Émeutes au Chili : le pays "vit encore avec un legs de la dictature militaire et un sentiment d'inégalité"
Gaspard Estrada, directeur exécutif de l'Observatoire politique de l'Amérique latine et des Caraïbes de Sciences Po, réagit sur franceinfo lundi aux émeutes qui secouent le Chili depuis trois jours.
Sept personnes sont mortes dans les émeutes qui touchent le Chili depuis trois jours. Pour la deuxième nuit consécutive, le couvre-feu a été décrété à Santiago. Le Chili est "en guerre", a affirmé dimanche le président Sebastian Piñera. "Le Chili vit encore avec un legs de la dictature militaire et un sentiment d'inégalité", explique sur franceinfo lundi 21 octobre Gaspard Estrada, directeur exécutif de l'Observatoire politique de l'Amérique latine et des Caraïbes (Opalc) de Sciences Po.
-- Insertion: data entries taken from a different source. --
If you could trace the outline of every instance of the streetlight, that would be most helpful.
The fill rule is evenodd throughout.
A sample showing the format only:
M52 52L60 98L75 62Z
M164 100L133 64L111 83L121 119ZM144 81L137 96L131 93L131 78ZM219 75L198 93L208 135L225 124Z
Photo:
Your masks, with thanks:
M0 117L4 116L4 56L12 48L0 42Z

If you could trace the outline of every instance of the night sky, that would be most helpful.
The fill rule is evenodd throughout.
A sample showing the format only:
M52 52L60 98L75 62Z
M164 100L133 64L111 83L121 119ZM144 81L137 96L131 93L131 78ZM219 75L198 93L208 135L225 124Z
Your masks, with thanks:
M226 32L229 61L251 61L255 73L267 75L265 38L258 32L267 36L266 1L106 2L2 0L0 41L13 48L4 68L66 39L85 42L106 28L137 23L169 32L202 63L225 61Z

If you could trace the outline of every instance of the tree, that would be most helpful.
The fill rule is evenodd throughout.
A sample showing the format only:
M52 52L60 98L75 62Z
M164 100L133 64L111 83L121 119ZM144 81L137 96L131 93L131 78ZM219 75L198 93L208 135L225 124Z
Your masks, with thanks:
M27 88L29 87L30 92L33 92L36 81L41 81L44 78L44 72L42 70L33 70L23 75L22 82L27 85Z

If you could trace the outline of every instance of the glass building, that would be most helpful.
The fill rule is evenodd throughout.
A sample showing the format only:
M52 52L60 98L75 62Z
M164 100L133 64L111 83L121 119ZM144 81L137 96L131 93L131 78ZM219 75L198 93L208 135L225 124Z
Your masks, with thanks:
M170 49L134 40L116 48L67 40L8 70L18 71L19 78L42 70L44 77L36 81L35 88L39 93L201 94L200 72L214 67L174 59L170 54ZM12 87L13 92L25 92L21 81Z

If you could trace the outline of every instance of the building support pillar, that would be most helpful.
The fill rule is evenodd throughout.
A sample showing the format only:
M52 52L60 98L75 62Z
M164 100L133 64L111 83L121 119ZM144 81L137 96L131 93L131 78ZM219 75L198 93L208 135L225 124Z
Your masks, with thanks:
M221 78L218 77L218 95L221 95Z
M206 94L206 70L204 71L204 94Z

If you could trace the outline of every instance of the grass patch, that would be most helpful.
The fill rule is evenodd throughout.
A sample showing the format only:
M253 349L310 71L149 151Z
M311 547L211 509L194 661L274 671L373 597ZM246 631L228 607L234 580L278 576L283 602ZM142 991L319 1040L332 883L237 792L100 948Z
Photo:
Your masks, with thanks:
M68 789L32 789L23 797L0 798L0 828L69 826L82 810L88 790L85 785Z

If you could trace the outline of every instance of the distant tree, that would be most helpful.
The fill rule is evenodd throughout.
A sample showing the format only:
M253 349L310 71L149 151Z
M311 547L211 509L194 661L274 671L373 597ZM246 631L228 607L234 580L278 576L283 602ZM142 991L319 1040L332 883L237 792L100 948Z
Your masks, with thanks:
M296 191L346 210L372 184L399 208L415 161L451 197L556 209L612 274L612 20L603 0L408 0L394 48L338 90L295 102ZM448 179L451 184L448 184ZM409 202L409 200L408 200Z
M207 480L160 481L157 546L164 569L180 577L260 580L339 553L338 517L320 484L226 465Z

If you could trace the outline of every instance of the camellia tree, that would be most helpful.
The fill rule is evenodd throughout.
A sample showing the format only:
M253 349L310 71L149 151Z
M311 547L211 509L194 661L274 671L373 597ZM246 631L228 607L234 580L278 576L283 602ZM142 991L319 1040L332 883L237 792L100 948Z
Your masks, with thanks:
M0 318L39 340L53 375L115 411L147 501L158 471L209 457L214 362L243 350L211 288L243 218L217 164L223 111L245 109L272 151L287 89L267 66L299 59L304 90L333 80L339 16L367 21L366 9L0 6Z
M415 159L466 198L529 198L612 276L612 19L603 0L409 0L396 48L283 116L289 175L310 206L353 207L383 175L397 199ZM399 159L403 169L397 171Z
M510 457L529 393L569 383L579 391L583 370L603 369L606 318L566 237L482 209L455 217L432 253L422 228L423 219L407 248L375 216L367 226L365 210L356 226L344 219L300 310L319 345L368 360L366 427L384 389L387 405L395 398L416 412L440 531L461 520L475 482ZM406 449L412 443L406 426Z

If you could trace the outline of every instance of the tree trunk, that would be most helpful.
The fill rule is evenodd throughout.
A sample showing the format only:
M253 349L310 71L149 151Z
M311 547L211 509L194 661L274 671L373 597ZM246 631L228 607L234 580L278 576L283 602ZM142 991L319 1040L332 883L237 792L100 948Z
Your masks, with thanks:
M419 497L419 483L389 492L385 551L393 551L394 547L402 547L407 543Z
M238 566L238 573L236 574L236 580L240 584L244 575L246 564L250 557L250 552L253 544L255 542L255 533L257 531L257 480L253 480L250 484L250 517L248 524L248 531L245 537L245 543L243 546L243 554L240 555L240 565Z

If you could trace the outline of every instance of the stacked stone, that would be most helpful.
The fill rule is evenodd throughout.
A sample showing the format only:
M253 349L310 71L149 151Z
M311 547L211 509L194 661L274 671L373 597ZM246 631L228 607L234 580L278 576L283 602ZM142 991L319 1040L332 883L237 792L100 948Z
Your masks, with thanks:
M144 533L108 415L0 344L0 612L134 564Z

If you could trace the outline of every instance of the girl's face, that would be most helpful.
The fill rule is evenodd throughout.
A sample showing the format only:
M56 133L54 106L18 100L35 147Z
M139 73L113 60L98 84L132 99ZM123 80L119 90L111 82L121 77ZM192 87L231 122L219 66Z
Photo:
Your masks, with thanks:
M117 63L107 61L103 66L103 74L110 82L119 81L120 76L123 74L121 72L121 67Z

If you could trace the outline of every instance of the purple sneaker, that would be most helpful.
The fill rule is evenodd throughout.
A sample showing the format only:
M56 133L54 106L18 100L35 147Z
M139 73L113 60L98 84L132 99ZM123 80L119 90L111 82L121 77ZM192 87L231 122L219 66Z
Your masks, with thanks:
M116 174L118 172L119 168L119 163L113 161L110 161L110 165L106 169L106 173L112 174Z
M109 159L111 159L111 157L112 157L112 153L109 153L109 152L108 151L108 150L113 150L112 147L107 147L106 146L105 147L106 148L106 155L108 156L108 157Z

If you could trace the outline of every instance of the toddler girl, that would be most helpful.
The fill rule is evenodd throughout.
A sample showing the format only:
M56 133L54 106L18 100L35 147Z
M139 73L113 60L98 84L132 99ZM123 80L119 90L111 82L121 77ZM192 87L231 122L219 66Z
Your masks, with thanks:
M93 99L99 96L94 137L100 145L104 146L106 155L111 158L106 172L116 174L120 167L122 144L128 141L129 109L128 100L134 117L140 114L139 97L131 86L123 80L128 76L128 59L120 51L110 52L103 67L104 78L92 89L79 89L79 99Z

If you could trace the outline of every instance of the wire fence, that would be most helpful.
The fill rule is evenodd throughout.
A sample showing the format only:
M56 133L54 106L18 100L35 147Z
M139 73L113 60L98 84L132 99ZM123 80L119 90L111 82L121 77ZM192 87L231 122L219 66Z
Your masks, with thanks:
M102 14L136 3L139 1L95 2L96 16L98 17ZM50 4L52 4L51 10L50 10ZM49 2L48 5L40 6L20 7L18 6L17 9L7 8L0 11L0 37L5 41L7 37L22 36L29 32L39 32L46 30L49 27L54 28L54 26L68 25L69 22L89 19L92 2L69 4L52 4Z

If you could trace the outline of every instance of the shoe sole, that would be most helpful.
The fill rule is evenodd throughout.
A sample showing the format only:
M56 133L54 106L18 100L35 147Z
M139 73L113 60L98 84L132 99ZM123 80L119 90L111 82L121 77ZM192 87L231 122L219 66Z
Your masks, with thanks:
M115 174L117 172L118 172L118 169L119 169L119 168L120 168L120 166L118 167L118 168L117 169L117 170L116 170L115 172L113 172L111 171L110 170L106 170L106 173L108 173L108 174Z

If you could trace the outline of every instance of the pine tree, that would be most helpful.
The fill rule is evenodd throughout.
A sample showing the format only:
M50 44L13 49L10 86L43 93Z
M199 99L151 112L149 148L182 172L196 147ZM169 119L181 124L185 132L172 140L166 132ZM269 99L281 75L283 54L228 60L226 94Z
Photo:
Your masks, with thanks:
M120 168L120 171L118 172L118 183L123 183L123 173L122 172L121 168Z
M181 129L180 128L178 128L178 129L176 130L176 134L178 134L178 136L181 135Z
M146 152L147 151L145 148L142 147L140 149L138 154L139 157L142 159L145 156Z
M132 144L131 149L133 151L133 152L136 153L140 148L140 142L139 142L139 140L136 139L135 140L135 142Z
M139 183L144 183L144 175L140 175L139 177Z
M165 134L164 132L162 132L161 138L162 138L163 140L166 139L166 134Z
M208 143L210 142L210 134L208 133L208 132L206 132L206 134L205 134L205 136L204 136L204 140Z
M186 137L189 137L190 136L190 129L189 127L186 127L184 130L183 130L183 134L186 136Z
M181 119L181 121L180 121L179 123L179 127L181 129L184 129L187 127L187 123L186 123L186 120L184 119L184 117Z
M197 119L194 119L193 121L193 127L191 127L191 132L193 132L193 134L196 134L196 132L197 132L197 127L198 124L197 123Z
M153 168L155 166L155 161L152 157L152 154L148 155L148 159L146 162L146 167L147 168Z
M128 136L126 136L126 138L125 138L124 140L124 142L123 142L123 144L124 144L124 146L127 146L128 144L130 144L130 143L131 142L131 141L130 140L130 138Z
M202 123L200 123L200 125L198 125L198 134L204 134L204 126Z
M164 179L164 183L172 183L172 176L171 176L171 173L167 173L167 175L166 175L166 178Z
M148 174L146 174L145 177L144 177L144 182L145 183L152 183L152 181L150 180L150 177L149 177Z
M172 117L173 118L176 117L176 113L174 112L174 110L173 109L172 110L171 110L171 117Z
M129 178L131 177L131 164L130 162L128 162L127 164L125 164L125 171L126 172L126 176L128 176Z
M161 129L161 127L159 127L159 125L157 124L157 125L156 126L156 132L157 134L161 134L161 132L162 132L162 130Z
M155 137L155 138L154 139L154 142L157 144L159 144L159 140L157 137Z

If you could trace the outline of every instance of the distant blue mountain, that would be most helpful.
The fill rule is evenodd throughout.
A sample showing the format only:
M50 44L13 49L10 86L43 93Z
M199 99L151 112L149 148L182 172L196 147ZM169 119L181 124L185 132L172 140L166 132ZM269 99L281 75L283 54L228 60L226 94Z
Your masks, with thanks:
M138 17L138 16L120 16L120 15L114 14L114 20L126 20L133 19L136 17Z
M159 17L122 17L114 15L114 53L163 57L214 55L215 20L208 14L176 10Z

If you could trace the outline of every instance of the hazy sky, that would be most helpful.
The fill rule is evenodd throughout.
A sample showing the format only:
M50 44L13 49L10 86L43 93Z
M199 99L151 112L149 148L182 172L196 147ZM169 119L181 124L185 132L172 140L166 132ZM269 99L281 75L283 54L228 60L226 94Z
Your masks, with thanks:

franceinfo : Comment expliquez-vous que ce soit l'augmentation de quelques centimes du prix du ticket de métro qui ait déclenché de telles manifestations ?
Gaspard Estrada : Cela peut paraître peu, quelques centimes, mais pour les étudiants c'est beaucoup et cela illustre une certaine forme de malaise au Chili du fait des inégalités sociales qui sont très fortes. Cela contraste avec l'image que l'on peut avoir du Chili puisqu'il s'agit du pays qui dispose du plus fort taux de développement avec un indice du PIB le plus important par habitant, dans la région. Le Chili vit encore avec un legs de la dictature militaire et un sentiment d'inégalité. C'est tout cela qui a explosé il y a quelques jours.
Le Chili était jusqu'à maintenant le pays le plus stable d'Amérique latine. Il y a des fractures sociales très présentes ?
Le Chili reste un pays important, modèle, pour certains pays de la région, notamment l'Argentine. Pourtant, il a évacué les questions sociales, les fractures et tout cela rejaillit par le biais de cette mesure.
Le mouvement est-il structuré ? Sait-on qui en est à l'origine ?
Non, c'est d'ailleurs une des originalités de ce mouvement et qui complique la tâche de monsieur Piñera. Il s'agit de mouvements étudiants, mais il n'y pas véritablement de structure qui agit en tant que porte-parole de ces mouvements. C'est ce qui va aussi compliquer la tâche pour les forces de police. D'ailleurs, monsieur Piñera a fait usage de l'armée, ce qui ne s'était pas vu au Chili depuis la fin de la dictature fin des années 1980.
Que pensent les Chiliens de l'intervention de l'armée ?
Cela crée un très grand émoi, un grand impact sur l'opinion publique et provoque des réactions outrées. Certains disent qu'il s'agit d'un problème social, qu'il faut répondre aux inégalités économiques du Chili et non pas réprimer les jeunes chiliens.